Bash variable concatenation - bash

Which form is most efficient?
1)
v=''
v+='a'
v+='b'
v+='c'
2)
v2='a'` `'b'` `'c'
Assuming readability were exactly the same to you, and that's a stretch, would 1) mean creating and throwing away a few string immutables (like in Python) or act as a Java "StringBuffer" with periodical expansion of the buffer capacity? How are string concatenations handled internally in Bash?
If 2) were just as readable to you as 1), would the backticks spawn subshells and would that be more costly, even as a potential 'no-op' than what is done in 1) ?

Well, the simplest and most efficient mechanism would be option 0:
v="abc"
The first mechanism involves four assignments.
The second mechanism is bizarre (and is definitely not readable). It (nominally) runs an empty command in two sub-shells (the two ` ` parts) and concatenates the outputs (an empty string) with the three constants. If the shell simply executes the back-tick commands without noting that they're empty (and it's not unreasonable that it won't notice; it is a weird thing to try — I don't recall seeing it done in my previous 30 years of shell scripting), this is definitely vastly slower.
So, given only options (1) and (2), use option (1), but in general, use option (0) shown above.
Why would you be building up the string piecemeal like that?
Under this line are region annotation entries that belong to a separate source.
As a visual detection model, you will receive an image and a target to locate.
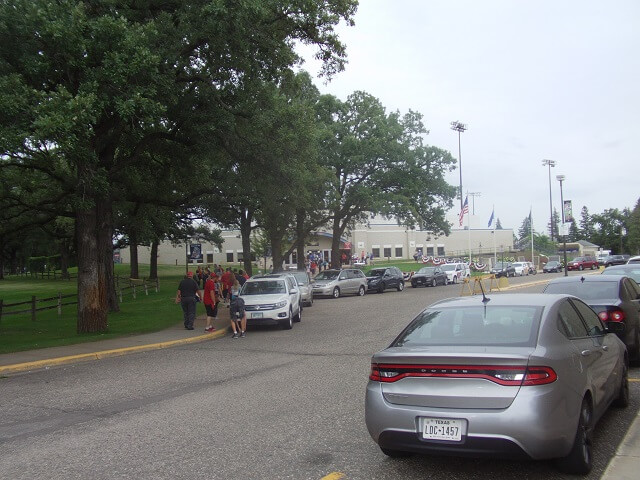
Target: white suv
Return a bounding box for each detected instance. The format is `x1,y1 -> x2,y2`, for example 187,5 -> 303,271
239,273 -> 302,330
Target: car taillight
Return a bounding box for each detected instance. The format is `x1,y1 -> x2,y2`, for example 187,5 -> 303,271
369,363 -> 558,386
598,310 -> 624,322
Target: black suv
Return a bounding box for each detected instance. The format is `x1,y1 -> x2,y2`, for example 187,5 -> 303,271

What's missing from your example that makes the original code sensible but the reduced code shown less sensible.
v=""
x=$(...)
v="$v$x"
y=$(...)
v="$v$y"
z=$(...)
v="$v$z"
This would make more sense, especially if you use each of $x, $y and $z later, and/or use intermediate values of $v (perhaps in the commands represented by triple dots). The concatenation notation used will work with any Bourne-shell derivative; the alternative += shell will work with fewer shells, but is probably slightly more efficient (with the emphasis on 'slightly').

The portable and straight forward method would be to use double quotes and curly brackets for variables:
VARA="beginning text ${VARB} middle text ${VARC}..."
you can even set default values for empty variables this way
VARA="${VARB:-default text} substring manipulation 1st 3 characters ${VARC:0:3}"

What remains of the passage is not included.